"Tiga kali dalam setahun seluruh kaum laki-lakimu harus menghadap hadirat TUHAN, Allahmu, di tempat yang akan dipilih-Nya, pada hari raya Roti Tidak Beragi, pada hari raya Tujuh Minggu dan pada hari raya Pondok Daun. Janganlah seorang menghadap hadirat TUHAN dengan tangan hampa."
Ayat ini dari kitab Keluaran mengingatkan kita akan pentingnya perayaan dan pelayanan dalam kehidupan rohani. Tiga kali dalam setahun, seluruh kaum laki-laki Israel diperintahkan untuk datang ke hadirat Tuhan. Perintah ini bukan sekadar ritual, melainkan sebuah pengingat akan kesetiaan Tuhan dan kewajiban umat-Nya untuk merespons dengan rasa syukur dan hormat. Perintah ini menekankan frekuensi pertemuan dengan Tuhan yang harus dilakukan secara teratur, menunjukkan bahwa hubungan dengan Allah bukanlah sesuatu yang dilakukan sesekali, melainkan sebuah prioritas yang berkelanjutan.
Perayaan yang disebutkan—hari raya Roti Tidak Beragi, hari raya Tujuh Minggu (kemudian dikenal sebagai Pentakosta), dan hari raya Pondok Daun—memiliki makna mendalam. Hari raya Roti Tidak Beragi merayakan kebebasan dari perbudakan di Mesir, mengingatkan akan kasih karunia penebusan Tuhan. Hari raya Tujuh Minggu merayakan panen gandum pertama, menjadi tanda pengucapan syukur atas berkat materi yang diberikan Tuhan. Sementara itu, hari raya Pondok Daun merayakan masa pengembaraan di padang gurun, mengingatkan umat akan pemeliharaan dan perlindungan Tuhan dalam setiap keadaan.
Lebih dari sekadar partisipasi dalam upacara, ada instruksi penting lainnya: "Janganlah seorang menghadap hadirat TUHAN dengan tangan hampa." Ini berarti setiap kedatangan di hadapan Tuhan harus disertai dengan persembahan.
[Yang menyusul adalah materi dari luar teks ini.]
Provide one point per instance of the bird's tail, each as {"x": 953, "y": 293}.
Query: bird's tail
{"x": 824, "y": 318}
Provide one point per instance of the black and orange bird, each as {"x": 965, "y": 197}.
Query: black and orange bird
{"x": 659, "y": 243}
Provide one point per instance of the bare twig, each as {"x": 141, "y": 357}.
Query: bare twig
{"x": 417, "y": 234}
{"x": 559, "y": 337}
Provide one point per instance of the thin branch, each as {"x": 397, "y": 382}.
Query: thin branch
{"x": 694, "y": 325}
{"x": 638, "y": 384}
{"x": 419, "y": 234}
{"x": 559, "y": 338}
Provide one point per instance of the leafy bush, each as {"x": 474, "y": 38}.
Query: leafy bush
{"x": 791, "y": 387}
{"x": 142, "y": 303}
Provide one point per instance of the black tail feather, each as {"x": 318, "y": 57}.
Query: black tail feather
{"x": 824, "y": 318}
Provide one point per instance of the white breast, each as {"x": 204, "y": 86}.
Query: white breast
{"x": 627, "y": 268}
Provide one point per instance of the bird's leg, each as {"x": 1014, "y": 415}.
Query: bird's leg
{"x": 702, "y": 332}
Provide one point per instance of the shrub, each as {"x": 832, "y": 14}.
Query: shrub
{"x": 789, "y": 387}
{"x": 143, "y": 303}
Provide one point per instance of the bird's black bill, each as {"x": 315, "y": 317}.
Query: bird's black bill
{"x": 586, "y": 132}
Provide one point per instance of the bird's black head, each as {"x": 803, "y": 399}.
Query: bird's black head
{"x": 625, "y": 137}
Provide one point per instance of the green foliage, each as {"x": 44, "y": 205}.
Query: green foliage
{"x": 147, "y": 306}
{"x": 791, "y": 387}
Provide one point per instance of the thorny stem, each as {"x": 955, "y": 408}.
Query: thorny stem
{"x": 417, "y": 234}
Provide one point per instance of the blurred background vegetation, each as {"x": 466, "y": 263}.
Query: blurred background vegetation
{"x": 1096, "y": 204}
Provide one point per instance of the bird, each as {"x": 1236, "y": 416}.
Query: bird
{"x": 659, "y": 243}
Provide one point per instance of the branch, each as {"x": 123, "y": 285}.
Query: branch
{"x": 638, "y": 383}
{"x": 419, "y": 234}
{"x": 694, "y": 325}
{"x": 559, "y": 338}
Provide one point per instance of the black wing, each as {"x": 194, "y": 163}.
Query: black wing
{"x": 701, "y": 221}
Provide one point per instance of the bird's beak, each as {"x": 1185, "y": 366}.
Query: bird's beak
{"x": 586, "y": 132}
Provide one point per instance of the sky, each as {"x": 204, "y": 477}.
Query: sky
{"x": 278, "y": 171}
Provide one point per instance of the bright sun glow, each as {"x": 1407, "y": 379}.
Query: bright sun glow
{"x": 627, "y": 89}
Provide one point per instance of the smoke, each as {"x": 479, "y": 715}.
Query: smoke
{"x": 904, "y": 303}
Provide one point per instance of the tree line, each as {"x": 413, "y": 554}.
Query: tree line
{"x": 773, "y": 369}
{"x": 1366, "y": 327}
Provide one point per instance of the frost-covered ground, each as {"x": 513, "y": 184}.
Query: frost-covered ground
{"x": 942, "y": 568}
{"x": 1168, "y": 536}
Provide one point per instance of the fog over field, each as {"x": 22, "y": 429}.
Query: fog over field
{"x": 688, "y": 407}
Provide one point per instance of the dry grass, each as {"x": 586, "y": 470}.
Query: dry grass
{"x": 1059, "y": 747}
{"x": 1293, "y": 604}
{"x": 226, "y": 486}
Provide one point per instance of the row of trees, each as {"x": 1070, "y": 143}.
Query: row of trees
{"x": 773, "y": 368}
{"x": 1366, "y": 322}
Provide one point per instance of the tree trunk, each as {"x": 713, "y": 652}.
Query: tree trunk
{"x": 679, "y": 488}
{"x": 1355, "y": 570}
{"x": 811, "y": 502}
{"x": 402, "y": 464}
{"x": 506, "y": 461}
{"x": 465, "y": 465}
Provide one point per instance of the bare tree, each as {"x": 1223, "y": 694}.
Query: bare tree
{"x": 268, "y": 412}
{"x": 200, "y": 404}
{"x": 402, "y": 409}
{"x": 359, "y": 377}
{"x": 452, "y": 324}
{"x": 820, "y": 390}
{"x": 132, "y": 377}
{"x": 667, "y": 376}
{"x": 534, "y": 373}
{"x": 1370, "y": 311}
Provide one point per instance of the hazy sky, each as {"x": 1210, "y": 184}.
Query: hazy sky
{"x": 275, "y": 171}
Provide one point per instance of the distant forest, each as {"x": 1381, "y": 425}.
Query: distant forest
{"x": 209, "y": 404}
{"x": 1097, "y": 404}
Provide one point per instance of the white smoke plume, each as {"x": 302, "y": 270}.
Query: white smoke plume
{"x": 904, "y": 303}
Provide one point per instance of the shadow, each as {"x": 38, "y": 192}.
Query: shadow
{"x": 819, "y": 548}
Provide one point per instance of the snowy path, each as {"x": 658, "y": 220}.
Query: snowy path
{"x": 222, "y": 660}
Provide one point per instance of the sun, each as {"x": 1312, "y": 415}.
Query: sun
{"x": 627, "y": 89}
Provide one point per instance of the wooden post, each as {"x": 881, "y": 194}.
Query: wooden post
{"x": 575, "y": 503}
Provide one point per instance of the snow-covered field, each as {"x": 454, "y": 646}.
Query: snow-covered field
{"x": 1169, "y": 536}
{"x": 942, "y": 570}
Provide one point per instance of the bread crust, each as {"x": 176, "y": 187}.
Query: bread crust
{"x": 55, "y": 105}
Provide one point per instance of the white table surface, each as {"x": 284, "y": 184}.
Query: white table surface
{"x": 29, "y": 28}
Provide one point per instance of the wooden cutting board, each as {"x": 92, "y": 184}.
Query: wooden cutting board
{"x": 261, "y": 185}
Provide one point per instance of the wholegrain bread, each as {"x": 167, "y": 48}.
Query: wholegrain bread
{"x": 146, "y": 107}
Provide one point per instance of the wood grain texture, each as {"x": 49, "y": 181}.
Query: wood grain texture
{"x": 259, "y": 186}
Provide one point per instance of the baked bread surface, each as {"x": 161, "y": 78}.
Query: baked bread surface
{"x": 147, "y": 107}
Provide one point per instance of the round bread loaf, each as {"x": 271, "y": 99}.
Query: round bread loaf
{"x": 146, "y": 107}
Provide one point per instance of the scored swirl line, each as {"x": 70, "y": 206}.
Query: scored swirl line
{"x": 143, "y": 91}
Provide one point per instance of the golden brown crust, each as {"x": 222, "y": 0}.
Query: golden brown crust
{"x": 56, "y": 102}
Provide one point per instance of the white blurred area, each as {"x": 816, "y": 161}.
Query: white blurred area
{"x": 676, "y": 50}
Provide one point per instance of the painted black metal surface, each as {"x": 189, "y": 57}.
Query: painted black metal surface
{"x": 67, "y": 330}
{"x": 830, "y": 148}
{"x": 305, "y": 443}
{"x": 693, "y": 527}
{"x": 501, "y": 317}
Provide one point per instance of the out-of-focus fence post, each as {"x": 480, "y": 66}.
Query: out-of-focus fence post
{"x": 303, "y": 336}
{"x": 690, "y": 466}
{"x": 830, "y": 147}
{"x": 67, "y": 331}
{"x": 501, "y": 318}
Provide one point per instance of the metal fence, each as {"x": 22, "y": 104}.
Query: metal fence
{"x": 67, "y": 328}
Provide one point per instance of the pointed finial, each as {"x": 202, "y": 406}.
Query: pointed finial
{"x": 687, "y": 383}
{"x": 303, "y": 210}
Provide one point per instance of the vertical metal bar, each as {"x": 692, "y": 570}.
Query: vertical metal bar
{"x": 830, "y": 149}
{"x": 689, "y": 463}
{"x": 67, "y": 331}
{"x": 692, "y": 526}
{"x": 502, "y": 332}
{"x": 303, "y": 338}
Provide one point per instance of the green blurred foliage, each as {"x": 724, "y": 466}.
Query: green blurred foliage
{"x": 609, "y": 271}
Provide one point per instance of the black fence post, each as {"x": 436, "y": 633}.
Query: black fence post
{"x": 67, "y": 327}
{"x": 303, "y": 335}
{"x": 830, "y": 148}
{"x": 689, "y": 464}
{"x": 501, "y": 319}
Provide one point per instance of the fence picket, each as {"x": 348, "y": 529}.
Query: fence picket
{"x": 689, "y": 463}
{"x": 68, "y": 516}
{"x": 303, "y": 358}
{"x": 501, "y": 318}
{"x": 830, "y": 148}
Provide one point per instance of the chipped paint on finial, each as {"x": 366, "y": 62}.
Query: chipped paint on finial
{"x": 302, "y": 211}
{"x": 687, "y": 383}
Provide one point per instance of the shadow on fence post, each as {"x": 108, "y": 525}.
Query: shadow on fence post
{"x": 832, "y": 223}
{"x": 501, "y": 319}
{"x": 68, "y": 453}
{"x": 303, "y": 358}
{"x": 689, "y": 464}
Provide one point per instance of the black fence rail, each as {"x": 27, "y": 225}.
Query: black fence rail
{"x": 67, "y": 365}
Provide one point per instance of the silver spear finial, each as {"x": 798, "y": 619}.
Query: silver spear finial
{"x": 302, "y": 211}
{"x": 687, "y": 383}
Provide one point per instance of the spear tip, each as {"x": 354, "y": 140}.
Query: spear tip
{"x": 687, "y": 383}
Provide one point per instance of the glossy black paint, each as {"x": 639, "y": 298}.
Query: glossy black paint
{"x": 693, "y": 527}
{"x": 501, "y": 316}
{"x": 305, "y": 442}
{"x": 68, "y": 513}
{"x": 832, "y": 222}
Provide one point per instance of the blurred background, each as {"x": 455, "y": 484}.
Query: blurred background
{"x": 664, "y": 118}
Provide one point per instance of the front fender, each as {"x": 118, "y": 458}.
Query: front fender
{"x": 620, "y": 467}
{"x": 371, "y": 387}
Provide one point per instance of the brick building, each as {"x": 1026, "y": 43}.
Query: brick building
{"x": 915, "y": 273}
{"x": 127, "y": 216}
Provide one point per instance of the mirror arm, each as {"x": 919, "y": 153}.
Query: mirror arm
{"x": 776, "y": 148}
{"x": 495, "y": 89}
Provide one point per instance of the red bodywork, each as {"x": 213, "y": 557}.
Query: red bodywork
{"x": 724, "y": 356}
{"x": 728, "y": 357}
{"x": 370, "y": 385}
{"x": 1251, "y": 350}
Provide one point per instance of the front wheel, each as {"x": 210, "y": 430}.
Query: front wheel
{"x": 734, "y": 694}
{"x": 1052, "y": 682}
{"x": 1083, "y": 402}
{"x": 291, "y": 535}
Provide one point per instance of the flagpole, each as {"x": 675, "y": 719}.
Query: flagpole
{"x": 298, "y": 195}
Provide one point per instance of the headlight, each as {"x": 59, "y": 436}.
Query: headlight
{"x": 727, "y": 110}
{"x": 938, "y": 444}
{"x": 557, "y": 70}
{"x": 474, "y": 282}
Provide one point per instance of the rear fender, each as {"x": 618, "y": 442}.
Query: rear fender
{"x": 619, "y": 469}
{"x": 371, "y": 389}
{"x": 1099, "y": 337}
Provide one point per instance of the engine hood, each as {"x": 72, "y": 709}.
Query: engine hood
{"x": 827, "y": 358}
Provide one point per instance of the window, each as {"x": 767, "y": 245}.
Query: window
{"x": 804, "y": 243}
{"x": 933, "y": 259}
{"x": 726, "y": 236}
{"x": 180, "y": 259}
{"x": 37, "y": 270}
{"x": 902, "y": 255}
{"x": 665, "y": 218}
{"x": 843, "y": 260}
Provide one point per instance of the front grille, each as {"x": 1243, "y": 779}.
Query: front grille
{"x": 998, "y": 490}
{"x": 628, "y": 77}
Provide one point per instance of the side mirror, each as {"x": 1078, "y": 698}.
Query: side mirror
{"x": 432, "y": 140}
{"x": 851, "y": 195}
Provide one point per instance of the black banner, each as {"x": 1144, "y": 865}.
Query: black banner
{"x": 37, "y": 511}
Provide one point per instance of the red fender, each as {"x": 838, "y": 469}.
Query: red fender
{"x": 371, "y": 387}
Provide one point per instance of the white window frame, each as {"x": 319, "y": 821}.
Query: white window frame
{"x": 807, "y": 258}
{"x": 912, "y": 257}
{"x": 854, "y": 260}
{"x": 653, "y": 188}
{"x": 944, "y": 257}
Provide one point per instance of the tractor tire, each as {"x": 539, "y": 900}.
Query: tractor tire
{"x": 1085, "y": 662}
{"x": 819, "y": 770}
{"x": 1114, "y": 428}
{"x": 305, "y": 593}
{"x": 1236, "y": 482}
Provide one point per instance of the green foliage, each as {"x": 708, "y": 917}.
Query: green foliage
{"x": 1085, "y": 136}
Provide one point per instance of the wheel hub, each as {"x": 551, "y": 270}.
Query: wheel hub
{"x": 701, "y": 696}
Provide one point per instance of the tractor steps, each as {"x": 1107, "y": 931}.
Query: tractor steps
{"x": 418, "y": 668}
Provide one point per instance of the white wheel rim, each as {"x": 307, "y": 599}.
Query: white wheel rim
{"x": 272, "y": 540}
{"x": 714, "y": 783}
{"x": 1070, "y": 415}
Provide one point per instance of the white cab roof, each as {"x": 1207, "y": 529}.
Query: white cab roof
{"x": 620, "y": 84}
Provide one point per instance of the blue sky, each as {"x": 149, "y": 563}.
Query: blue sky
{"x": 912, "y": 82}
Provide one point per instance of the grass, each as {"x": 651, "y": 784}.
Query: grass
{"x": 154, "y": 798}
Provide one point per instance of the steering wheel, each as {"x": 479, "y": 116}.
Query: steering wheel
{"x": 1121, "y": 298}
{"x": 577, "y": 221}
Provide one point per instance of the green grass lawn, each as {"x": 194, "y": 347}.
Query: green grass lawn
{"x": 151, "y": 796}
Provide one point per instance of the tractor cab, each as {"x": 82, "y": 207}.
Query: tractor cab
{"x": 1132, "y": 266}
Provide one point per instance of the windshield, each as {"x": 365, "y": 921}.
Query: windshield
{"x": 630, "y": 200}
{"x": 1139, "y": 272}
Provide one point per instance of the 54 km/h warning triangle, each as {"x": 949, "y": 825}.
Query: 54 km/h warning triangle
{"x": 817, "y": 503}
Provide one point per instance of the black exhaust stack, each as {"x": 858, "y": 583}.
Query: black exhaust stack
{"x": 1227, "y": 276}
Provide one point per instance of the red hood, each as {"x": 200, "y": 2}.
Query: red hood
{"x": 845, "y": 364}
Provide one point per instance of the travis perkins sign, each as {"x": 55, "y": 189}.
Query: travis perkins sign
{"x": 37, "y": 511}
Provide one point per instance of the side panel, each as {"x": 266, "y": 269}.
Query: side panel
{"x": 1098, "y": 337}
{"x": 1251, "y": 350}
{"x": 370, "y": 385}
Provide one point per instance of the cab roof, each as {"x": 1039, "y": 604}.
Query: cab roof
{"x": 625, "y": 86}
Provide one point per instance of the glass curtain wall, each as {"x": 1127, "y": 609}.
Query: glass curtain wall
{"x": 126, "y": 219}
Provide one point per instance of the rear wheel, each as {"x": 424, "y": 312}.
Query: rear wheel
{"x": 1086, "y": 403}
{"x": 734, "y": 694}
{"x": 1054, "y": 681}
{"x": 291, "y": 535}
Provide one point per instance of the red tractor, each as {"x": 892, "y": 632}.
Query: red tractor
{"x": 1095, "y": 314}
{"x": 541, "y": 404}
Persembahan ini bisa berupa korban syukur, persepuluhan, atau bentuk pemberian lainnya yang melambangkan penyerahan diri dan pengakuan atas semua yang telah Tuhan berikan. Frasa "tangan hampa" menyiratkan kehampaan, ketidakpedulian, atau ketidakberdayaan. Tuhan ingin umat-Nya datang dengan kesadaran penuh akan apa yang telah Dia lakukan dan kesediaan untuk memberi kembali sebagai respons.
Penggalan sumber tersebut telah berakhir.